Ecosystem Standardization

The function calling pattern has become a de facto standard across LLM providers. OpenAI, Anthropic, Google, Mistral, and open-source models (via libraries like Outlines or llama.cpp grammars) all support some form of structured function invocation. This standardization means tool definitions are increasingly portable across providers.

Compound AI Systems

Function calling is the foundation of compound AI systems where LLMs orchestrate multiple services. Every agent framework — LangChain, CrewAI, AutoGen, Semantic Kernel — builds on function calling as the primitive for tool use. Understanding this mechanism is essential for building any non-trivial AI application.

Key Technical Details

  • Parallel function calling: OpenAI and Anthropic both support the model requesting multiple function calls in a single response turn, enabling concurrent tool execution.
  • Forced function calling: You can constrain the model to always call a specific function (OpenAI's tool_choice: {"type": "function", "function": {"name": "X"}}) or to call any function (tool_choice: "required").
  • Token cost: Function schemas consume input tokens. Ten functions with detailed schemas can easily add 2,000-3,000 tokens to every request.
  • Nested objects and arrays: Schemas support complex nested structures, but models become less reliable as schema depth increases beyond 2-3 levels.
  • Anthropic tool use returns a tool_use block with a unique id; the result must be returned in a tool_result block referencing that same id.
  • Streaming: Function call arguments can be streamed token-by-token, allowing UIs to show progress, but the function cannot be executed until the full JSON is assembled.
  • Fine-tuning for tools: OpenAI allows fine-tuning models on function calling examples, which can significantly improve accuracy for domain-specific tool sets.

Common Misconceptions

  • "The LLM executes the function": The model only generates the call specification. Execution happens in the host application. The model never directly accesses databases, APIs, or file systems.
  • "Function calling is just prompt engineering": While early approaches used prompt tricks to get JSON output, modern function calling is implemented at the model architecture level with specific training on structured output generation, making it far more reliable.
  • "More functions are always better": Performance degrades significantly beyond 10-20 functions. Models struggle to select the right tool when presented with dozens of similar options, and schema tokens eat into the context window.
  • "Function calling guarantees valid JSON": Even with native function calling, models occasionally produce malformed output. Schema validation on the application side is mandatory for production systems.

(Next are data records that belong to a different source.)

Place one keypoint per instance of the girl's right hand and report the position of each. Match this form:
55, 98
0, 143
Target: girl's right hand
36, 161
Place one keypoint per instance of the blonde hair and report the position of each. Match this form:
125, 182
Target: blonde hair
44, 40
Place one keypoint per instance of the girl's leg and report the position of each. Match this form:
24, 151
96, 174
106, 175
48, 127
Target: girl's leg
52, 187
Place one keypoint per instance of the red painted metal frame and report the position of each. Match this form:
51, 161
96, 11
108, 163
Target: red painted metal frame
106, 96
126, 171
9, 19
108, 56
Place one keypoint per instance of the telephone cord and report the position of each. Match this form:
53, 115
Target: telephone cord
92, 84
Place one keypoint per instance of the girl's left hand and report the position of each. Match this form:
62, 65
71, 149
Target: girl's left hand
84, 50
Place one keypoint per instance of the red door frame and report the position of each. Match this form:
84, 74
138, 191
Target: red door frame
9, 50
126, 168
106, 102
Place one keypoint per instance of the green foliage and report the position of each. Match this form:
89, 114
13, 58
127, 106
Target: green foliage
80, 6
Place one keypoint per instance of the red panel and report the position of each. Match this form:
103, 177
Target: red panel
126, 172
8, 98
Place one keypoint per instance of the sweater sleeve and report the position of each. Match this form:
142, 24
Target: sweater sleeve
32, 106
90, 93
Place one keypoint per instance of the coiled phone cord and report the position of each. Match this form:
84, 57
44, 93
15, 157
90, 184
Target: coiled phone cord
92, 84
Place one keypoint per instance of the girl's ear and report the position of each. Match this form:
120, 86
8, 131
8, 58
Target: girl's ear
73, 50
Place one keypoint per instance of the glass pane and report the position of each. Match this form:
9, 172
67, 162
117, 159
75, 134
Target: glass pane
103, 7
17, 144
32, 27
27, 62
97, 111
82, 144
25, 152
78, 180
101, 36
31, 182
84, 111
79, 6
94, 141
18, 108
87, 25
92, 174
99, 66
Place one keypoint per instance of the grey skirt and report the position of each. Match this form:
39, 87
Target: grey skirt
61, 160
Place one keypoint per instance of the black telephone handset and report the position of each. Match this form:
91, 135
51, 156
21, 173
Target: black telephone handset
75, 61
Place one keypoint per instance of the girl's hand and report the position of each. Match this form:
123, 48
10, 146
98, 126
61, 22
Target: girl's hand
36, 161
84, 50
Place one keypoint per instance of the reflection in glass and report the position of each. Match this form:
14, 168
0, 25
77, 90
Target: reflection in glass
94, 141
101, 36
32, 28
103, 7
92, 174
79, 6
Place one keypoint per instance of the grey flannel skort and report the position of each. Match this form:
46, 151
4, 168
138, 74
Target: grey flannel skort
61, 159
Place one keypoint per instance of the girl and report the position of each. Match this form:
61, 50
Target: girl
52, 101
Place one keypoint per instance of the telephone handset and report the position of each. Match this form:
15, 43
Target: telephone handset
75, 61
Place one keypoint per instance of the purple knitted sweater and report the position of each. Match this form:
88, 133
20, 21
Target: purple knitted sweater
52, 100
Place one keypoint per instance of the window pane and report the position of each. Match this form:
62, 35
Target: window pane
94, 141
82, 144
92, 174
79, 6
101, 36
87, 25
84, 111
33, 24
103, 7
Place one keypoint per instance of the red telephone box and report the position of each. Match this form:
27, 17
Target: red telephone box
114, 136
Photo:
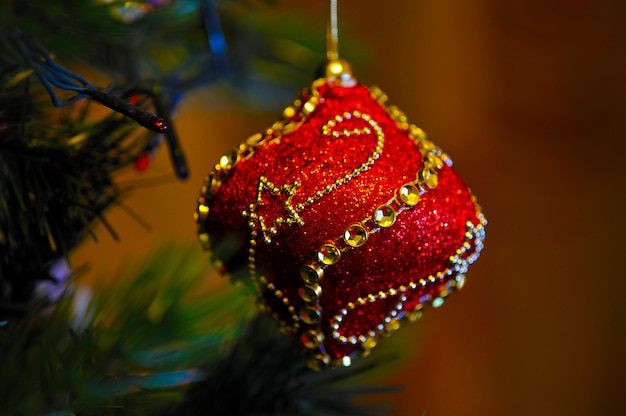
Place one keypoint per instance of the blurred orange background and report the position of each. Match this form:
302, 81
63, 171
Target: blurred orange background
529, 99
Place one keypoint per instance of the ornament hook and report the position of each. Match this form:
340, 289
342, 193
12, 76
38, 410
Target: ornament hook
336, 69
332, 33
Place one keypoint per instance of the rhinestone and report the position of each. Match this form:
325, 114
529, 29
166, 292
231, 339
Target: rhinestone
460, 281
203, 213
370, 343
384, 216
310, 316
289, 112
329, 254
393, 325
213, 183
310, 293
228, 160
434, 161
204, 241
409, 194
437, 302
416, 133
427, 178
311, 339
355, 235
414, 315
310, 105
255, 140
311, 274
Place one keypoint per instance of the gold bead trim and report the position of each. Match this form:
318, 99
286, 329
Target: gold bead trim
355, 235
458, 266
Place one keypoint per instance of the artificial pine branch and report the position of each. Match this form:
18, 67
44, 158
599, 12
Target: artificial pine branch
58, 167
160, 341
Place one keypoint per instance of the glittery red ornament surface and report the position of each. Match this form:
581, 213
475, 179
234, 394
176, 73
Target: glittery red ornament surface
345, 216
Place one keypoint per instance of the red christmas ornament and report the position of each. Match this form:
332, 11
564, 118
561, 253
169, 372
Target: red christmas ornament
344, 215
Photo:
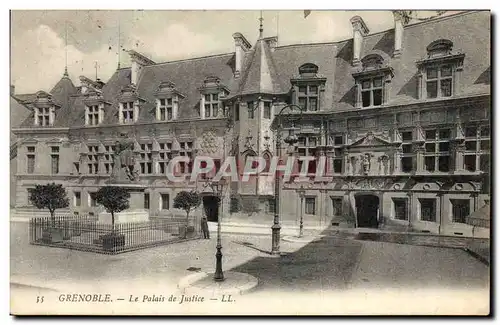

Connections to Other Concepts

  • tool-selection-and-routing.md — Explores the decision process of picking the right function when many are available.
  • structured-output-for-actions.md — Covers the broader challenge of ensuring LLM outputs conform to expected formats, of which function calling is a specific instance.
  • model-context-protocol.md — MCP builds on function calling to create a standardized protocol for tool discovery and invocation across applications.
  • tool-chaining.md — When a single function call is not enough and the agent needs to sequence multiple calls, feeding outputs forward.
  • api-integration.md — Function calling is the mechanism; API integration is the common target of those calls.

Further Reading

  • Schick et al., "Toolformer: Language Models Can Teach Themselves to Use Tools" (2023) — Seminal paper on training LLMs to autonomously decide when and how to call tools.
  • OpenAI, "Function Calling and Other API Updates" (2023) — The original announcement and documentation for function calling in the OpenAI API.
  • Anthropic, "Tool Use Documentation" (2024) — Anthropic's guide to implementing tool use with Claude, including best practices for schema design.
  • Patil et al., "Gorilla: Large Language Model Connected with Massive APIs" (2023) — Research on training LLMs to accurately call APIs from large catalogs, addressing hallucination in function names and parameters.
  • Berkeley Function-Calling Leaderboard (2024) — Standardized benchmark comparing LLM accuracy on function calling tasks across providers and models.